Nessun commento ufficiale dall'entourage del presidente della Repubblica, ma è facile intuirne la reazione. Basta ripercorrere quel che accadde il 23 marzo quando il presidente del Consiglio, Silvio Berlusconi, gli impose di fatto la nomina dell'esponente dei responsabili pur essendo pienamente consapevole delle riserve che Napolitano aveva già espresso in merito. Obiezioni che il presidente della Repubblica affidò a una nota ufficiale, in cui si ricordava come fin dal momento in cui gli era stata prospettata la nomina di Romano, avesse ritenuto necessario «assumere informazioni sullo stato del procedimento a suo carico per gravi imputazioni».

Risultò che il giudice per le indagini preliminari non aveva accolto la richiesta di archiviazione avanzata dalla Procura di Palermo. La decisioni era prevista nelle settimane successive. Da qui le esplicite riserve sulla nomina «dal punto di vista dell'opportunità politico-istituzionale». Presa di posizione che dunque è agli atti, come si suol dire.

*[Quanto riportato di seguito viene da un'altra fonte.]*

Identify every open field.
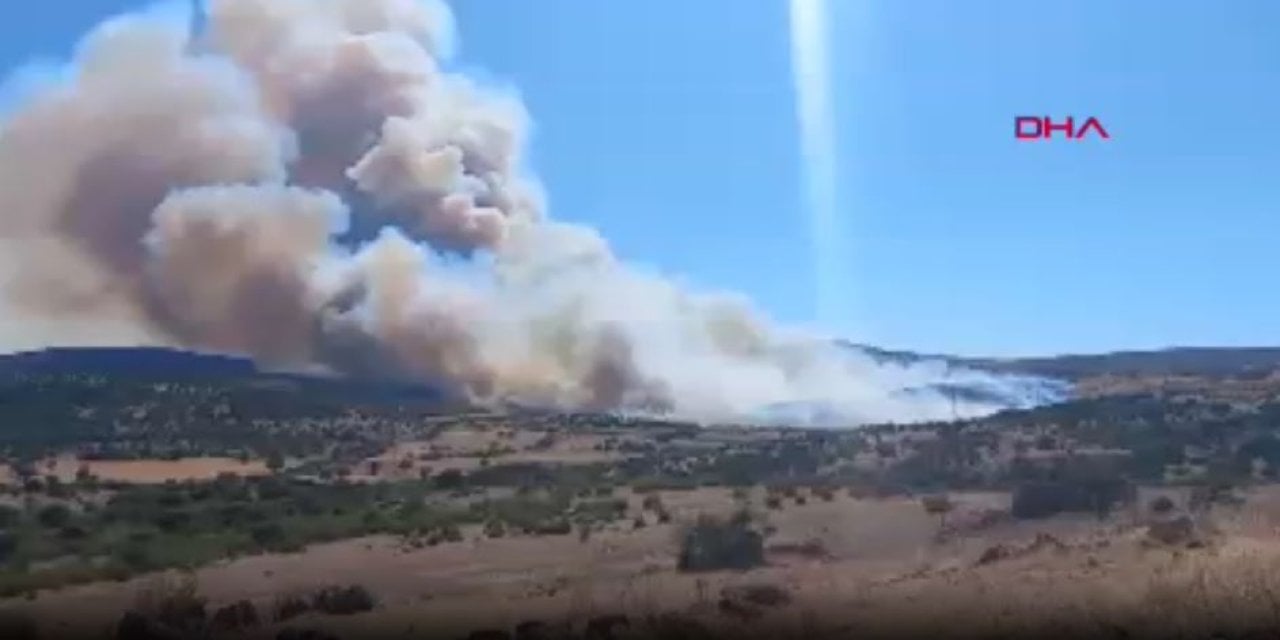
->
[13,490,1280,637]
[0,348,1280,640]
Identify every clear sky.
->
[0,0,1280,355]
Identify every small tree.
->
[678,511,764,571]
[920,494,955,529]
[266,451,284,474]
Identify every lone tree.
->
[678,511,764,571]
[920,494,955,529]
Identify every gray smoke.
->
[0,0,1049,421]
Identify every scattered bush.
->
[36,504,72,529]
[271,594,311,622]
[311,585,376,616]
[678,515,764,571]
[1147,495,1176,513]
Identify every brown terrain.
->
[7,481,1280,637]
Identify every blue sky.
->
[0,0,1280,355]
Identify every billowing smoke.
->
[0,0,1059,421]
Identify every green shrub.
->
[678,513,764,571]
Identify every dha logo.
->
[1014,115,1111,141]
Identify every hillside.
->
[842,343,1280,380]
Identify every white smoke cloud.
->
[0,0,1059,430]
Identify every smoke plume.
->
[0,0,1054,430]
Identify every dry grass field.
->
[10,489,1280,639]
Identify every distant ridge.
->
[840,340,1280,380]
[0,347,259,379]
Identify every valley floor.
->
[6,488,1280,639]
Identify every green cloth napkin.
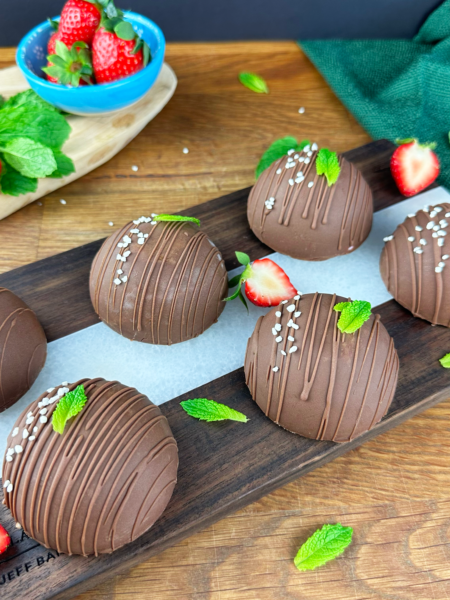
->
[299,0,450,188]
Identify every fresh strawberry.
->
[58,0,101,48]
[42,39,92,87]
[391,138,439,196]
[0,525,11,554]
[92,13,151,83]
[225,252,297,306]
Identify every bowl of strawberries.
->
[16,0,165,116]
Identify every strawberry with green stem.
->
[42,40,92,87]
[92,0,151,83]
[225,252,297,308]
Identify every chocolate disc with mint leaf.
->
[2,378,178,556]
[90,214,228,345]
[247,143,373,260]
[245,293,399,442]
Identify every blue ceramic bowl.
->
[16,11,166,117]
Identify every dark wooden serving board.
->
[0,141,450,600]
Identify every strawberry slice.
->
[0,525,11,554]
[391,138,440,196]
[225,252,297,306]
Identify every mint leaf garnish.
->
[256,135,310,179]
[439,353,450,369]
[239,73,269,94]
[52,385,87,435]
[153,215,200,227]
[294,523,353,571]
[180,398,248,423]
[316,148,341,186]
[334,300,372,333]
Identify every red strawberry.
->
[0,525,11,554]
[58,0,101,49]
[92,27,144,83]
[225,252,297,306]
[391,139,439,196]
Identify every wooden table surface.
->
[0,42,450,600]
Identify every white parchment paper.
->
[0,188,450,460]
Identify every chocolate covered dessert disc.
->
[245,293,399,442]
[90,215,228,344]
[380,203,450,327]
[2,378,178,556]
[0,288,47,412]
[247,144,373,260]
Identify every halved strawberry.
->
[0,525,11,554]
[391,138,440,196]
[225,252,297,306]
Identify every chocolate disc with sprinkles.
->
[90,214,228,345]
[245,293,399,442]
[247,144,373,260]
[2,378,178,556]
[380,203,450,327]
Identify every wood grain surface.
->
[0,42,450,600]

Berlusconi formalizzò comunque la proposta di nomina, e Napolitano la ratificò «non ravvisando impedimenti giuridico-formali che ne giustificassero un diniego». L'auspicio fu che gli sviluppi del procedimento chiarissero al più presto l'effettiva posizione del ministro.

Già una settimana prima, peraltro, Napolitano aveva invitato Berlusconi a fare chiarezza sulla posizione processuale di Romano, ma il premier gli oppose la secca logica dello stato di necessità: la nomina serviva a rafforzare la maggioranza alla Camera e a dare un riconoscimento ai responsabili.

Ma anche oltre il caso Romano, è il moltiplicarsi di casi che fanno riesplodere in pieno la questione morale ad allarmare: dalla richiesta di arresto di Alfonso Papa all'affare Milanese. Non è escluso che il presidente tragga spunto da questi eventi simultanei per dire la sua sull'intera questione.